What happens when it’s the wife engaging in some of these things? Does the husband need to just “man up?” Or do most of your readers presuppose that men are worse sinners than women?
If the wife engages in some of these things, then a husband who divorces her is not doing so for frivolous reasons. In this blog, my primary audience is women, hence my focus. But the principle thought remains and can apply to either.
There are helpful sites for men who need support.
BannerSolutions.net
Shrink4men.com
Tom Pryde (Psalm 82 Initiative.org)
Wildernesstowild.com (Sarah McDugal, coaches women but takes male clients too)
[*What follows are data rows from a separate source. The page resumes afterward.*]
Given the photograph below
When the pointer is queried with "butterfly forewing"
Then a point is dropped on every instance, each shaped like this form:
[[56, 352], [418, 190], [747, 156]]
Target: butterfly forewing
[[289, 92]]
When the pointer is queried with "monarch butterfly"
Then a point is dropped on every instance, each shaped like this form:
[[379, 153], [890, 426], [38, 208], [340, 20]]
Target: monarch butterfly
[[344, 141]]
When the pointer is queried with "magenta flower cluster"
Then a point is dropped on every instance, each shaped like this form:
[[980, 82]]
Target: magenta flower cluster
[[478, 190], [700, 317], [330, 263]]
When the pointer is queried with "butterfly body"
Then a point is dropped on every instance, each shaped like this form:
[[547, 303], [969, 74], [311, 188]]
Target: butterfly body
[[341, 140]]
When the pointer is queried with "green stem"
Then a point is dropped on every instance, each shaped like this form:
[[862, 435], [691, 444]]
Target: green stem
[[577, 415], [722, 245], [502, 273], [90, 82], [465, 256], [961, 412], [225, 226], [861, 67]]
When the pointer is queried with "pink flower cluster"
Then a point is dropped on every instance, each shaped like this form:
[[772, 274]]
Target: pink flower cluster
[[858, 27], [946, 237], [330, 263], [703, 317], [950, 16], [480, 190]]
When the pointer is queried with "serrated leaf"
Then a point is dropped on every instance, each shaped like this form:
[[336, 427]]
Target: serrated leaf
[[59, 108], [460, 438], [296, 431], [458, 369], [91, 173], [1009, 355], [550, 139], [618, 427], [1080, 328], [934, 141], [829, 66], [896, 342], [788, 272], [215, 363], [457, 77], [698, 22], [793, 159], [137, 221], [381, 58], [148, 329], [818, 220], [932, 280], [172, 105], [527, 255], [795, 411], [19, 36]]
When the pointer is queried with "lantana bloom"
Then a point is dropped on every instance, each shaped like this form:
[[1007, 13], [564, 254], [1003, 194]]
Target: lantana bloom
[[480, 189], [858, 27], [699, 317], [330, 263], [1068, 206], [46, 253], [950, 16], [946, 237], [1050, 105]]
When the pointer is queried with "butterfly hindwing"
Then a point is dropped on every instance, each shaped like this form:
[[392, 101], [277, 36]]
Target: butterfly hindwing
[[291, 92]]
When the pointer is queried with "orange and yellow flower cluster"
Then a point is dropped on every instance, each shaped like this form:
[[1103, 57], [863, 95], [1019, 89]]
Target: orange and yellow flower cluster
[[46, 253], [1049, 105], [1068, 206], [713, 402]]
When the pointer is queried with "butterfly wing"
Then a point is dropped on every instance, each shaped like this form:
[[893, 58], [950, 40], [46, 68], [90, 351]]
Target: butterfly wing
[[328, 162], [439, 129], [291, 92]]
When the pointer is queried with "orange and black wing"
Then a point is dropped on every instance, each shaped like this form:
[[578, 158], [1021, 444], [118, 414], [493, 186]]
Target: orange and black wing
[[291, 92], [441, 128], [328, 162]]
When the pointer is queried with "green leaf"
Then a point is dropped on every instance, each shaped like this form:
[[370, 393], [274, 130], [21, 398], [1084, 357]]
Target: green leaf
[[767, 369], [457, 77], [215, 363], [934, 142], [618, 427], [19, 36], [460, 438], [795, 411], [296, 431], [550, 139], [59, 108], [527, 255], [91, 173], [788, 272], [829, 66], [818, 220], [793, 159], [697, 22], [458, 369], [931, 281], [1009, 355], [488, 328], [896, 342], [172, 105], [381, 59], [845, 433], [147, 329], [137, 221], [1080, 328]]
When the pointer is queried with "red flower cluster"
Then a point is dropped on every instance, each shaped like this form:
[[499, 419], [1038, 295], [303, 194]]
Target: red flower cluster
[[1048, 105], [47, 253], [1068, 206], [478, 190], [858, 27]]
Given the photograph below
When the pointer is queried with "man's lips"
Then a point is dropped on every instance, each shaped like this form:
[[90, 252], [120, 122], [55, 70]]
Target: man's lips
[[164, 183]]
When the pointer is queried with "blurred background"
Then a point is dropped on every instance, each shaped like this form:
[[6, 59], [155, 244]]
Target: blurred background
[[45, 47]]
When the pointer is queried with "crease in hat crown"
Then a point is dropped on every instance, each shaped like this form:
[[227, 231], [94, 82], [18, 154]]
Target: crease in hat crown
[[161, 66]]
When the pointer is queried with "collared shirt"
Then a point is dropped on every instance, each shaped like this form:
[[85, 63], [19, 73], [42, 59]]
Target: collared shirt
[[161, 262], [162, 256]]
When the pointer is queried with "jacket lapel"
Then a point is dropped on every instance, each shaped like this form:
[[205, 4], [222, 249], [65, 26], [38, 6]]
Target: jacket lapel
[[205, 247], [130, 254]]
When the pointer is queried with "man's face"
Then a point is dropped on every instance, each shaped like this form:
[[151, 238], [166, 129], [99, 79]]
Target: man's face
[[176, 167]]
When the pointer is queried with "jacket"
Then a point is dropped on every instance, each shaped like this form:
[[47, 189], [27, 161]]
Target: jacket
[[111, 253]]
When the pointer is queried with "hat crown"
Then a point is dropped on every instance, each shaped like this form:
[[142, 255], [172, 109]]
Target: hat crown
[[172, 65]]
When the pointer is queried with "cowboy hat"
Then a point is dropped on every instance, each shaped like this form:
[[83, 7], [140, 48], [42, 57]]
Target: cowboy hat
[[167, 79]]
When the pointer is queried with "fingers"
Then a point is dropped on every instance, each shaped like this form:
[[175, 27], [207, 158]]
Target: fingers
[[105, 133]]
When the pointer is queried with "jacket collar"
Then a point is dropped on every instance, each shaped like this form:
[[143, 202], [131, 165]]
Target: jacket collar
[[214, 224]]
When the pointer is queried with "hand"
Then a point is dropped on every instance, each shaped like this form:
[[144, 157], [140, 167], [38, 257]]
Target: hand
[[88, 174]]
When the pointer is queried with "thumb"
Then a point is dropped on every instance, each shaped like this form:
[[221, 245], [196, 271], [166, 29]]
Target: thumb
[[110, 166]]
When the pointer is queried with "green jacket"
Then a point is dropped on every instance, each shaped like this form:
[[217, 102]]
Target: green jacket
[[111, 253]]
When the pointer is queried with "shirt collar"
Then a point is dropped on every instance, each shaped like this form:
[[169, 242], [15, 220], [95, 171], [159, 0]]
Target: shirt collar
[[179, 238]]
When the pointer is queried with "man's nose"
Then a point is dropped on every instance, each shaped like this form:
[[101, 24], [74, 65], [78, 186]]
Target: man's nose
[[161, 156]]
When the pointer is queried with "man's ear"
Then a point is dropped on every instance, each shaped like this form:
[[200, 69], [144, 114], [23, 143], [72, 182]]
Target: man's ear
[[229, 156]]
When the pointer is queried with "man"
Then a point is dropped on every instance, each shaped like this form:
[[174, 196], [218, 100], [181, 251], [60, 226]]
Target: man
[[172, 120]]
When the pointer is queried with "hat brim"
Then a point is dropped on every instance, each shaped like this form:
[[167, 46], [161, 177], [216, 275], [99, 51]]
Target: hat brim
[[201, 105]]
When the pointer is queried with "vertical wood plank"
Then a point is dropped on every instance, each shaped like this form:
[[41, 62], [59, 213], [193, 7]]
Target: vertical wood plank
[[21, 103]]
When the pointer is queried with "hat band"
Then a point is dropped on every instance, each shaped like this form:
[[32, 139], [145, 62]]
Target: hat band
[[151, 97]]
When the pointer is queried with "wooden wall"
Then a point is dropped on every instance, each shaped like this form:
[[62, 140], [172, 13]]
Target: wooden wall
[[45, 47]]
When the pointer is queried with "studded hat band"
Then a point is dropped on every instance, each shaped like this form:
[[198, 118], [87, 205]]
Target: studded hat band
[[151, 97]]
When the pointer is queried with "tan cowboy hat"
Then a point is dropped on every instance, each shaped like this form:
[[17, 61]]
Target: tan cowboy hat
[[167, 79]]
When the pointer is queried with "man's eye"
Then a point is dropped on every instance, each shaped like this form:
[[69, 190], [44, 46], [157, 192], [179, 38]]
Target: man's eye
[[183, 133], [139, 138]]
What about your other woman. The outside woman. Talk about them, why do they mess around with married man. They hurting others.
That is true.
But many men lie. For example, a professional colleague reached out to me once because she saw on FB that I was friends with the “ex” wife of a guy she’d gone on a few dates with, and she (wisely) wanted to know what I knew about him. Well what I knew about him was that he was still married, with 3 children ages 6-13! She broke up with him immediately.
But what about the women who don’t know? What about before social media made such connections as my colleague made so easy? She and this man lived about a 35 minute drive apart—far enough that he could reasonably go out in public with her near her home, and be unlikely to run into anyone who knew him.